Pola ini dicermati Ihsan merupakan pilihan yang justru lebih dilematis.
"Memasang kader yang sama, warna yang sama, untuk mengambil suara di ceruk yang sama itu tidak bijak. Sederhananya, NWDI punya 100 suara kemudian akan dibagi rata menjadi 50-50, padahal syarat untuk menang adalah 90," katanya.
Dalam kacamatanya, NWDI memiliki sekitar 15-20 persen basis suara di NTB.
Oleh karenanya, Ihsan menilai opsi pertamalah yang paling ideal dan rasional.
"Opsi pertamalah yang paling masuk akal ketika TGB ingin merealisasikan targetnya yang berangkat dari NTB sebagai basis militannya, lalu ingin membuktikan bahwa NTB mampu menyumbang target Perindo lolos di pusat. Opsi kedua dan ketiga terlalu berisiko.
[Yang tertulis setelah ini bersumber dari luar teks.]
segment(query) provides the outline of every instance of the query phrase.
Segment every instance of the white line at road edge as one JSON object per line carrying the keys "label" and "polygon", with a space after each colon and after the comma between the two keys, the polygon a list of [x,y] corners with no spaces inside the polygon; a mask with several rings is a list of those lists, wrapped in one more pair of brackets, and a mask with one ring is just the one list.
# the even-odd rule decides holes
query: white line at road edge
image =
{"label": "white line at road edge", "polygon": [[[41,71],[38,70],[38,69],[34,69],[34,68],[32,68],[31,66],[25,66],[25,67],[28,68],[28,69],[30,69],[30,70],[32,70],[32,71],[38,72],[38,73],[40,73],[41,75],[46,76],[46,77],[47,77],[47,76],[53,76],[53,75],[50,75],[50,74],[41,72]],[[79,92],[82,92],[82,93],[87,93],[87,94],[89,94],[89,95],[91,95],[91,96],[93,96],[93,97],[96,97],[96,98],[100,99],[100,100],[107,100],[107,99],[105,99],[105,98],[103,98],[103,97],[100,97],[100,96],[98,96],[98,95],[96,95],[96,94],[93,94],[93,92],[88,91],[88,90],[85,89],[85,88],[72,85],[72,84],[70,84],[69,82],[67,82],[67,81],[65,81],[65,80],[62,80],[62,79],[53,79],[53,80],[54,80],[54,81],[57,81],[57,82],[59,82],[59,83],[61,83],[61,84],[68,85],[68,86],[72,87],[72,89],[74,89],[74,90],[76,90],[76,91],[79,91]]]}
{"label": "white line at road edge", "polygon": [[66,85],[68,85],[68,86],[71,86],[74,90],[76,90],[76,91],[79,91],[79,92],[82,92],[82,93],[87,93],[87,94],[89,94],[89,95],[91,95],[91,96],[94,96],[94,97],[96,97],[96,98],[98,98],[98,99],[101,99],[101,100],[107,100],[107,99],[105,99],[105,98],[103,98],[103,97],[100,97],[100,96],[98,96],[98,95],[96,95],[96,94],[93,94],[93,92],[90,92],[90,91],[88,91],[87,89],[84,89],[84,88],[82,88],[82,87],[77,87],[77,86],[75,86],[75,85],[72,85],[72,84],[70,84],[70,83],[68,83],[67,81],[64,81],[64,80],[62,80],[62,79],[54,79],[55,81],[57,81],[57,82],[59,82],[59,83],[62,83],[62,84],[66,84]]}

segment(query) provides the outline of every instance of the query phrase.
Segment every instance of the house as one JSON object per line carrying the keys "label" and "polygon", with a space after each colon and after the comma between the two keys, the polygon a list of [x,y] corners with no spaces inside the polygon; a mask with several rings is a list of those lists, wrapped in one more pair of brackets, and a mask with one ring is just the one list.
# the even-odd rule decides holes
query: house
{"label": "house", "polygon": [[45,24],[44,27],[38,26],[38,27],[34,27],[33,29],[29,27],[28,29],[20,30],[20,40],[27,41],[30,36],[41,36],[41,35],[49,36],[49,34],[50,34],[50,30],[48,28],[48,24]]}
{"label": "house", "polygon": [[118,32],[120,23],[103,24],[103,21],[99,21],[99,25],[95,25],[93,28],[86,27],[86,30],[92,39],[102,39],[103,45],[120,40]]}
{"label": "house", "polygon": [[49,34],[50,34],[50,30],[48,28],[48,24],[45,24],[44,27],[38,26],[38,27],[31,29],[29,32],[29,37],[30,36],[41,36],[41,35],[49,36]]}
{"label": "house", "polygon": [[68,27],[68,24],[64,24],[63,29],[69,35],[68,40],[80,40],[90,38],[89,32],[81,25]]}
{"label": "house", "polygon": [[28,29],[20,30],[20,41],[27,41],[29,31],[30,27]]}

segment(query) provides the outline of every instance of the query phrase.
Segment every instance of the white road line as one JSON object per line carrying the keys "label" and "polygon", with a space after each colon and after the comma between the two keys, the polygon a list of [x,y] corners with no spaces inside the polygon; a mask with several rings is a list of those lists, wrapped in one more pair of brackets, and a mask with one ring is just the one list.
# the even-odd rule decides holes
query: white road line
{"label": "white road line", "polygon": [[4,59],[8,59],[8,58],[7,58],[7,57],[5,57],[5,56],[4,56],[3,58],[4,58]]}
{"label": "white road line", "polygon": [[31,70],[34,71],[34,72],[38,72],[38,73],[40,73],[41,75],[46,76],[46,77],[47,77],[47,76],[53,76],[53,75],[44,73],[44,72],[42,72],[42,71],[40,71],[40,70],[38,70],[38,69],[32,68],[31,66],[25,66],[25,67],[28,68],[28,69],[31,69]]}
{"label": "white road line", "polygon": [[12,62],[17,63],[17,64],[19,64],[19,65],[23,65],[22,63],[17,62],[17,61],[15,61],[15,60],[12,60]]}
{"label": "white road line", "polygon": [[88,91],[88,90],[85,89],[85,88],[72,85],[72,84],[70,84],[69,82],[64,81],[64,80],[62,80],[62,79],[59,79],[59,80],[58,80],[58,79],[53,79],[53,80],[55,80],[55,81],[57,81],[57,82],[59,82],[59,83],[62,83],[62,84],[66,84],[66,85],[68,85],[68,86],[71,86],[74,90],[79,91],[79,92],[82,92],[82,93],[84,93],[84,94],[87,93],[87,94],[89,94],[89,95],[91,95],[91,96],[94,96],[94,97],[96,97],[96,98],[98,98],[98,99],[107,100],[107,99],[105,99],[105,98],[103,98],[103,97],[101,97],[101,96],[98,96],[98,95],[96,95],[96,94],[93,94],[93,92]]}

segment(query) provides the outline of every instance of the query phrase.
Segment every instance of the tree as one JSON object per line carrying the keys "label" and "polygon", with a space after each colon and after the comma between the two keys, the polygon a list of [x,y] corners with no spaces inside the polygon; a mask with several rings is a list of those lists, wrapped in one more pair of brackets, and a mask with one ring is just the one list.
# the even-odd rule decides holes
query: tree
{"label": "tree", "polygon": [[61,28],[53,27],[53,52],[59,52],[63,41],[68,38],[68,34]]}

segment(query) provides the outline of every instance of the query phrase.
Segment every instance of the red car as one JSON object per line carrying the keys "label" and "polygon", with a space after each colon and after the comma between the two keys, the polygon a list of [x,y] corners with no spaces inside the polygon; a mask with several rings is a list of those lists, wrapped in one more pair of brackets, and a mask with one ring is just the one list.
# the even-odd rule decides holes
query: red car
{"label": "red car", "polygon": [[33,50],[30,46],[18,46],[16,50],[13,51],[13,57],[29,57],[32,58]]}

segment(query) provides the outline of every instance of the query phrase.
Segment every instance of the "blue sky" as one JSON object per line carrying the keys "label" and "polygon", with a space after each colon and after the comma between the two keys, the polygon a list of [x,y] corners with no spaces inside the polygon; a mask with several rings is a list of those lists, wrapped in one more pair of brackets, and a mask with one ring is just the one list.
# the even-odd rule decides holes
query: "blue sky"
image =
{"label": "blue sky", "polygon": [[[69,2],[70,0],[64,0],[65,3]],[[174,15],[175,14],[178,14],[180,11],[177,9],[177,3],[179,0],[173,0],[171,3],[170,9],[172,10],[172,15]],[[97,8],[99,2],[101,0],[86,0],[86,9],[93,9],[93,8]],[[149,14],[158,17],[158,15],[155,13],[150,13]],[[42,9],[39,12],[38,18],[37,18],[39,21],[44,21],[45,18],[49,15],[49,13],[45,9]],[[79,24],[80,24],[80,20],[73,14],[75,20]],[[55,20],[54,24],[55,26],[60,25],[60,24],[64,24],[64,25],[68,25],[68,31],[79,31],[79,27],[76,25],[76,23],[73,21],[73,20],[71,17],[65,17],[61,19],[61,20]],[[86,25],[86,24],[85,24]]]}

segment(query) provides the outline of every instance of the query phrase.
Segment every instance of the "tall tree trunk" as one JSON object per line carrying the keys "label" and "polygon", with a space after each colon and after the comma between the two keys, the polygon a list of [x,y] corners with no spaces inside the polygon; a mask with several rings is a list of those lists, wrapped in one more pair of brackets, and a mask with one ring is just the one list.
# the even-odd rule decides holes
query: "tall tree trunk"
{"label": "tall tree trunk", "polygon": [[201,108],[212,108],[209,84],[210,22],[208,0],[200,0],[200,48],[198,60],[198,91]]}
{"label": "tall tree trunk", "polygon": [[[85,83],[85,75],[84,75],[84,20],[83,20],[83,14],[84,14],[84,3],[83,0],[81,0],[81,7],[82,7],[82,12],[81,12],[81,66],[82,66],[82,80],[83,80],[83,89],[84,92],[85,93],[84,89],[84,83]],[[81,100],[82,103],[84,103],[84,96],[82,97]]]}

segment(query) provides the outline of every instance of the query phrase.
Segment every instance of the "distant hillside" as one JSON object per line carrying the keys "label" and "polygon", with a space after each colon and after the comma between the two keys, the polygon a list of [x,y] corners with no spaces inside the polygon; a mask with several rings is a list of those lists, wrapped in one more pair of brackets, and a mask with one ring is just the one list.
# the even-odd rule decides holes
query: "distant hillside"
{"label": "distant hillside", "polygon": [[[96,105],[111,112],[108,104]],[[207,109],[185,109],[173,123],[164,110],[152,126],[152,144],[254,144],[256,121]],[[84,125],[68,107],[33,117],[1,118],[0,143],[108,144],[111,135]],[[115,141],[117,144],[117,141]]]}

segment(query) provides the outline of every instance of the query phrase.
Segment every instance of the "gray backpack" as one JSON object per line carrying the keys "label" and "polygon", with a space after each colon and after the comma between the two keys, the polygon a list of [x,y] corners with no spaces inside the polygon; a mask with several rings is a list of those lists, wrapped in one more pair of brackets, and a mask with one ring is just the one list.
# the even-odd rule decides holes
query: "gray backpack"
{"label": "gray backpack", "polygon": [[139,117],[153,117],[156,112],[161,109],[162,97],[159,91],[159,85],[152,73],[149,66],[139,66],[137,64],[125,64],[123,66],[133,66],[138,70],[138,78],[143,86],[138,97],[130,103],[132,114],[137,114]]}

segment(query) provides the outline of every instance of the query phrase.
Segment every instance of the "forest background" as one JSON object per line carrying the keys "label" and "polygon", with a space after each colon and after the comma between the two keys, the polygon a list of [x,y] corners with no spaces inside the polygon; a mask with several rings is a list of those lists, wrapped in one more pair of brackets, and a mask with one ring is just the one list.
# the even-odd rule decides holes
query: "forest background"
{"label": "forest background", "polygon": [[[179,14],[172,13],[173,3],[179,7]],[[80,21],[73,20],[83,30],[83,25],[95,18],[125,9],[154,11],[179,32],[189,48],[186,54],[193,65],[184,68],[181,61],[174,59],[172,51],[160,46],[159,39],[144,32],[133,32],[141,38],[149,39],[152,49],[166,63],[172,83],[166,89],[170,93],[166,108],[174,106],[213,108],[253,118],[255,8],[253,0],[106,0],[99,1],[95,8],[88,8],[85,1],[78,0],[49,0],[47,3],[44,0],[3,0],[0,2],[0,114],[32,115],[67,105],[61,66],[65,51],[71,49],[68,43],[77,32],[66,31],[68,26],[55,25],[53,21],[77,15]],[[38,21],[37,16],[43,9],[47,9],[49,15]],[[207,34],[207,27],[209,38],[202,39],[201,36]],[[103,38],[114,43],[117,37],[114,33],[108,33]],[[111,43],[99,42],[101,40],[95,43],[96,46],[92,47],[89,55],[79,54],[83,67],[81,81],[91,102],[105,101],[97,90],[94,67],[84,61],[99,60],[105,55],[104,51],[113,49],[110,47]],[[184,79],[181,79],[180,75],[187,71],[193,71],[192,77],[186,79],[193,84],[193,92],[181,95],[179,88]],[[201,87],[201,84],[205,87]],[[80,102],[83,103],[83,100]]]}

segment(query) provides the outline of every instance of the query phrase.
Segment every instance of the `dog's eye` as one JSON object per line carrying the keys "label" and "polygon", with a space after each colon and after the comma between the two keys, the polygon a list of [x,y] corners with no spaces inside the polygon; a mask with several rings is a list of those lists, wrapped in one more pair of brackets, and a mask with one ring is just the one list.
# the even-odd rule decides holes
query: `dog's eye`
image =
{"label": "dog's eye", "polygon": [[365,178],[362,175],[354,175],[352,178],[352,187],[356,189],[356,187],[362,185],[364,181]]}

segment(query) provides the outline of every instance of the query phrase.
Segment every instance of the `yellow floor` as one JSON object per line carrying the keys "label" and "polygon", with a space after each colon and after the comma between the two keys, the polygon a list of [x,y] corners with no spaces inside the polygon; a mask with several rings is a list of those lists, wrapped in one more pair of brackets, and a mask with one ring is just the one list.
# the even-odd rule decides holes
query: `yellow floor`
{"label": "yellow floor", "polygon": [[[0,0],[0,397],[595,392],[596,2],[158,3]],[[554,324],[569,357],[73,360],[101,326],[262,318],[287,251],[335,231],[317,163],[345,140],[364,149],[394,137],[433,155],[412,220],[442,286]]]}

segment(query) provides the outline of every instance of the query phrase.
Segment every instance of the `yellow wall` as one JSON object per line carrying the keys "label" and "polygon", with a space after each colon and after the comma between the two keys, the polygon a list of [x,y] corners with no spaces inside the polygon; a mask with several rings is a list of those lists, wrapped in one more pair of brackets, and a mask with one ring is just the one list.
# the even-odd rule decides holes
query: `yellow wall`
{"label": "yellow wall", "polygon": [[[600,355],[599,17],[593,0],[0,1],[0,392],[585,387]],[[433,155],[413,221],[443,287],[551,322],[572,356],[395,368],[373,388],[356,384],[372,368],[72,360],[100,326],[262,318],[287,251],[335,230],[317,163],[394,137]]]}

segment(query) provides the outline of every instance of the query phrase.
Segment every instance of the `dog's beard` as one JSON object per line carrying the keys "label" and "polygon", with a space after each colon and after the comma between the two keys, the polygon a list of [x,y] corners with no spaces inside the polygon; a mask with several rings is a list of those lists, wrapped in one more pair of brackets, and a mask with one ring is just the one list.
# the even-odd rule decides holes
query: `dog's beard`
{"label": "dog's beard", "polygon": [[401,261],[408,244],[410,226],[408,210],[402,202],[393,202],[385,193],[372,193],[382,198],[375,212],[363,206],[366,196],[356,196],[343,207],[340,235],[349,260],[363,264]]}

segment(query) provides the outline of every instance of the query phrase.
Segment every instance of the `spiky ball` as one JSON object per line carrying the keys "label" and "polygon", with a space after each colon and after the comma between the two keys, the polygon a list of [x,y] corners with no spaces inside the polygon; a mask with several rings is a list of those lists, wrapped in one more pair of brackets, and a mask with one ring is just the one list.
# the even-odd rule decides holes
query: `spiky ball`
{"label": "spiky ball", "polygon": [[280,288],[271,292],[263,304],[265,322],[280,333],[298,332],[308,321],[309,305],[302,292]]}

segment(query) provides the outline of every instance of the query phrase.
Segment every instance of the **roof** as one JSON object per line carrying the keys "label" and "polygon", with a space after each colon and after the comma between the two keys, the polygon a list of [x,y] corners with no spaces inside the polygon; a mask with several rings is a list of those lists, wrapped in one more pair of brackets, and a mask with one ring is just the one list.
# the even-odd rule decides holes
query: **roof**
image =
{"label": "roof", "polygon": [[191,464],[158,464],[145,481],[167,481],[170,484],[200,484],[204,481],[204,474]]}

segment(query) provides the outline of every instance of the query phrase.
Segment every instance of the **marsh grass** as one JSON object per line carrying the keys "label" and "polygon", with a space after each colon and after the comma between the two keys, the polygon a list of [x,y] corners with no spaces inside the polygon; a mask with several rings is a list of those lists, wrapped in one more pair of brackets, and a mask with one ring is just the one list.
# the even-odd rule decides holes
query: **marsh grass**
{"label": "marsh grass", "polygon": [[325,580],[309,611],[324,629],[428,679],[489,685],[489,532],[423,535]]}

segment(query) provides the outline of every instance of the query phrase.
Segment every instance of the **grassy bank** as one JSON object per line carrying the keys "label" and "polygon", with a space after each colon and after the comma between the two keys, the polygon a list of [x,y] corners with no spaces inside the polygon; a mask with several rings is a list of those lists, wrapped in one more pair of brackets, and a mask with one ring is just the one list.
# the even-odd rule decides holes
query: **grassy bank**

Harus ditunjang dengan support finansial yang kuat," pungkasnya.
Lebih jauh, Ihsan menambahkan, berkaca dari sejarah konstelasi politik yang pernah terjadi, NWDI secara ormas tidak pernah berafiliasi kepada lebih dari satu partai.
Namun ia melihat, kalaupun gerbong NWDI yang saat ini berada di NasDem tidak bisa digaet ke Perindo, maka hal ini bisa menjadi tradisi baru bagi ormas NWDI.
"Kalau ini terjadi ke depan, maka akan sedikit mendewasakan jamaah NWDI. Tetapi imbas pertama kali ini yang memang harus diterima pahit-manisnya. Sebab kader belum terbiasa diajak berafiliasi kepada dua kelompok dalam waktu yang bersamaan," kata Ihsan Hamid.